“Strategic Sourcing: Building a Foundation for Success” is a UPS Supply Chain Solutions publication written by Tim Duffie, a Principal at UPS Supply Chain Solutions and Larry Koester, a supply chain consultant. In this article, the authors give a detailed overview of what strategic sourcing entails while at the same time clarifying some basic misunderstandings about the concept. Strategic sourcing is defined as the process of evaluating, selecting and aligning with suppliers or consortiums of suppliers to achieve operational improvements in support of an organization’s strategic objectives.
According to the authors, a frequent problem when defining strategic sourcing is that professionals limit its scope so they also limit the impact of strategic sourcing. This mistake is done simply by limiting strategic sourcing to the general objective of cutting costs. When done appropriately, strategic sourcing can impact not only costs but also the financials of the company and the purchasing and procurement processes. Hence, authentic strategic sourcing should take into account a broader plethora of issues such as: information availability, organizational commitment, supply market understanding, total cost evaluation, modifying approach towards suppliers, organizational role changes and culture/process for continuous improvement.
Strategic sourcing also presents a great opportunity for organizational alignment because in the process the overall business strategy of a company should be aligned with the business objectives of the company. Hence, this offers upper and middle management the opportunity to clarify and communicate corporate goals and objectives to employees.

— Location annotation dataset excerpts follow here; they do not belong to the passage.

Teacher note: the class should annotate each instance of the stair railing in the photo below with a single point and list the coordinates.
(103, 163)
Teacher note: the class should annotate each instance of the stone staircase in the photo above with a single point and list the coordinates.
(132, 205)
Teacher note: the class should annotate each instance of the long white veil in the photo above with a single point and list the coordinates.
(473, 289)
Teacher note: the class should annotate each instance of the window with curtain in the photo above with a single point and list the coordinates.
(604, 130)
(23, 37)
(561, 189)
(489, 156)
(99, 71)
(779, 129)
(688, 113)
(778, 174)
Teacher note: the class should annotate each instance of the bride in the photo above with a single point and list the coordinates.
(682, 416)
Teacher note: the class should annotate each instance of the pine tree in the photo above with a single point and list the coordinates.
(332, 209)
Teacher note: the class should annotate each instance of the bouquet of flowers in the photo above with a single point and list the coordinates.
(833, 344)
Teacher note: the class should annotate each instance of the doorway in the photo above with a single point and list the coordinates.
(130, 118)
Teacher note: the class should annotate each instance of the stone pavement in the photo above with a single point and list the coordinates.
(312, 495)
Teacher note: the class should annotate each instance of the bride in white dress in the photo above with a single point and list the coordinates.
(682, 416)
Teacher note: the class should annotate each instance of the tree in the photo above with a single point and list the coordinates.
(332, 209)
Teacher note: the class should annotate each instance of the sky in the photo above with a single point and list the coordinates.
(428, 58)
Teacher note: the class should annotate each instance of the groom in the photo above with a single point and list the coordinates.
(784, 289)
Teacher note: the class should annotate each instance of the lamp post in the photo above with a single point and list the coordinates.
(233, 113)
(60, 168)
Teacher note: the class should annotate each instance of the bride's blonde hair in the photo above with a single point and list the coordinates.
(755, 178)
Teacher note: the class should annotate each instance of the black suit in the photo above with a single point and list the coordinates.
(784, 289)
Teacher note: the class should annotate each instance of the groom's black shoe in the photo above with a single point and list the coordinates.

The article offers three best practice case studies. The companies studied in these cases are Dial Corporation, Baker Hughes and Donnelly Corporation. I will comment on the Donnelly Corporation because it is the case that I enjoyed the most. Based in Holland, Michigan this corporation works manufacturing a plethora of products in the fields of hardware and software electronics. After studying it global organizational structure this company realized that it was beneficial for them to centralize their purchasing operations. As a result, it consolidated its three independent purchasing operations in the United States to leverage opportunities from the increase in sales in the industry.
This change was undertaken because the decentralized structure was actually leading to a rise of material costs. Labeled as the “Donnelly Procurement Plan,” this initiative allowed Donnelly Corporation to enjoy a 5.2 percent decrease in projected materials costs, a 25 percent improvement in supplier quality measures, and the corporation was on target for a 50 percent reduction in the size of its production supply base.
Though this article mentions that cutting cost should not be the sole incentive for strategic sourcing I think that in most cases this is the incentive for companies to embark in a strategic sourcing initiative. What do you think, is cutting costs generally the incentive to engage in strategic sourcing?